Mashemon
Interview: Making Lists with Mashemon
By 5/1/2012
Photos by Keith Ainsworth
Synth-glam-punk-rock practitioners par excellence talk to Nerve about
the economics of making records, sourcing inexpensive musical equipment
and the Glam Rock Premiership.
Two-thirds of Mashemon, Rocky and Ronny (they claim these are their real
names but we’re unconvinced) sit in The Albert Pub, Lark Lane discussing
the latest activity in their self-created Glam Rock Premiership.
David Bowie and T-Rex are near-permanent table leaders, while a plethora
of other bands scramble for places in Europe below them. Lesser lights
such as Mud and The Sweet largely find themselves mid-table, but frequently
rise high enough to vie for entrance into UEFA.

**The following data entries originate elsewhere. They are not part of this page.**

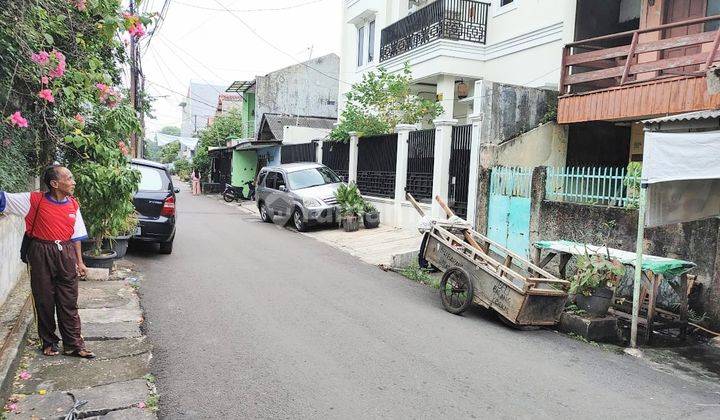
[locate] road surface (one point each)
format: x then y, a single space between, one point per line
250 320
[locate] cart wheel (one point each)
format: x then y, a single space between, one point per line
456 290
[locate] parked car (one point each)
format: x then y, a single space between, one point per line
155 205
303 192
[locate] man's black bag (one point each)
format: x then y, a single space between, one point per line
27 239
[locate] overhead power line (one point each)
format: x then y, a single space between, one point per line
270 9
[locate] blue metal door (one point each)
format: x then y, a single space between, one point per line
509 208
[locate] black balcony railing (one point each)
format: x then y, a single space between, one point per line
460 20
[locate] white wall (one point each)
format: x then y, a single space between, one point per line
524 44
11 233
298 135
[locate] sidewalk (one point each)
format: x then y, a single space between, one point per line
373 246
117 384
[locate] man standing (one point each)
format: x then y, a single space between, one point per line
54 223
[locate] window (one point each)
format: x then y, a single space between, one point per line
270 180
371 42
313 177
280 181
151 179
361 41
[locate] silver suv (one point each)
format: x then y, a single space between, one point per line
304 192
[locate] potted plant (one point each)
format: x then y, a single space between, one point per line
371 217
120 240
352 206
594 282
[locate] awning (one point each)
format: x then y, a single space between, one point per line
682 174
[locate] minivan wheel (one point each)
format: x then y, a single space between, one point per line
166 248
264 215
300 224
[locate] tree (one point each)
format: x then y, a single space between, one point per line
380 102
171 130
224 127
170 152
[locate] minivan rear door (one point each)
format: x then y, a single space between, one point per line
154 187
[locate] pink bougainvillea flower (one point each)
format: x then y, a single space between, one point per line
42 58
17 119
47 95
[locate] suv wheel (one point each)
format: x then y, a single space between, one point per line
264 215
298 221
166 247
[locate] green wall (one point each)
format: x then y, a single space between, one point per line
244 167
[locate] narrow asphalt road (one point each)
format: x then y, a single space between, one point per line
250 320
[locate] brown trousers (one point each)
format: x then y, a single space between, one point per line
54 283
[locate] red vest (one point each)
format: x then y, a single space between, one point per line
55 222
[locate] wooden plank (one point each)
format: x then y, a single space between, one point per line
664 64
623 51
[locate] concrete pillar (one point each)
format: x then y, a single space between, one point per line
446 95
441 170
403 131
318 151
476 121
352 165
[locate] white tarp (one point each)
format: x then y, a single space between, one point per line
682 171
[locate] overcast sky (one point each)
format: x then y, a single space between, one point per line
200 41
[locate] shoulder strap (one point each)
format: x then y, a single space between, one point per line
37 210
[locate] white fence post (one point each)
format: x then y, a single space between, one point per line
318 151
476 120
403 131
441 169
352 165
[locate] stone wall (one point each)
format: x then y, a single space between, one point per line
11 233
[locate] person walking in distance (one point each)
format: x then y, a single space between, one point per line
196 182
55 225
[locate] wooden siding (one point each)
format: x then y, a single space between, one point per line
636 101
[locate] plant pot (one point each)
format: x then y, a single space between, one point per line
104 260
371 220
598 303
118 244
350 223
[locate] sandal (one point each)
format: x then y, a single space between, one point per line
51 350
85 354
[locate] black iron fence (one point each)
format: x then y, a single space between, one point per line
460 169
377 162
421 161
293 153
336 156
462 20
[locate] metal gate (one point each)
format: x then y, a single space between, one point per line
509 208
460 169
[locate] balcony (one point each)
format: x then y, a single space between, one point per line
646 72
460 20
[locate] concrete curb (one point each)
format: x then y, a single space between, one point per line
12 349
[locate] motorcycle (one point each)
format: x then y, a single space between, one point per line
232 193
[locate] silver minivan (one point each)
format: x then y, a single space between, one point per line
304 192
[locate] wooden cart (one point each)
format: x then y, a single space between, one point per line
478 270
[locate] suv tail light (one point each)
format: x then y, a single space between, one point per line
168 209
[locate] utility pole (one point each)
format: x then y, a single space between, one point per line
134 149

A major influence on the group, do the band see the glam acts of the
seventies as kindred spirits then? ‘Yeah’ Rocky nods. ‘We’re
like hod carriers without the spandex.’
Getting down to business, Mashemon recently released superlative single
‘Guts’, their second of the year, a bovver booted stomp that
storms along like a pissed off droog from A
Clockwork Orange with codpiece trouble.
Anchored to a sleazy bass riff the Black Rebel Motorcycle Club would
be proud of with blazing axe work to match, it sounds suspiciously like
their finest work to date. ‘Low Pressure System’ on the B-side
meanwhile demonstrates how off-kilter the band can get, a slowly oscillating
electronic soundscape with bursts of white noise overlaid with sparse,
melancholy lyrics.
Harking back to an era of mega-selling singles replete with B-sides (which
are now becoming sadlyextinct), the band are sticklers for physical formats
as they are now called.
‘We are old fashioned in that we wanna have a product that people
can take away,’ Rocky nods. ‘ I could go home and download
an album and burn it on to its own CD, but it wouldn’t be the same
as me going to Probe, buying an album, opening it up and seeing the artwork’
he explains.
The transaction between the listener and the musician at this point however
is something the band are interested in doing differently. ‘Whenever
we do a gig, whatever particular thing we’re promoting at the time,
be it a single or an album, we just wanna put copies on tables, we don’t
want people to come up and ask for them’ Rocky explains. ‘There’s
that awarkwardness of someone having to be there and hand it over, that
thing of ‘Do I have to pay for this?’ ‘Should I have
to pay for this?’
The current approach is far more straightforward the pair feel. ‘We
put it out, almost like beer mats’ Rocky continues. ‘You could
say it’s devaluing the whole thing, but fuck it, that’s an
argument for another day. In the past we’ve put things out, people
have took them, gone away and then contacted us later. I like that’
he states.
Indeed, the economics of making music, recording and distribution are
something the band very much has its own take on. Any monies received
from their CDs is seemingly near-irrelevant to the band.
‘If it ever got to the stage where whatever we wanted to do we
couldn’t afford; then we’d have to ask people who’d
come along for some money to help us do it’ Ronny explains. ‘But
so far, everything that we wanted to do we’ve been able to afford.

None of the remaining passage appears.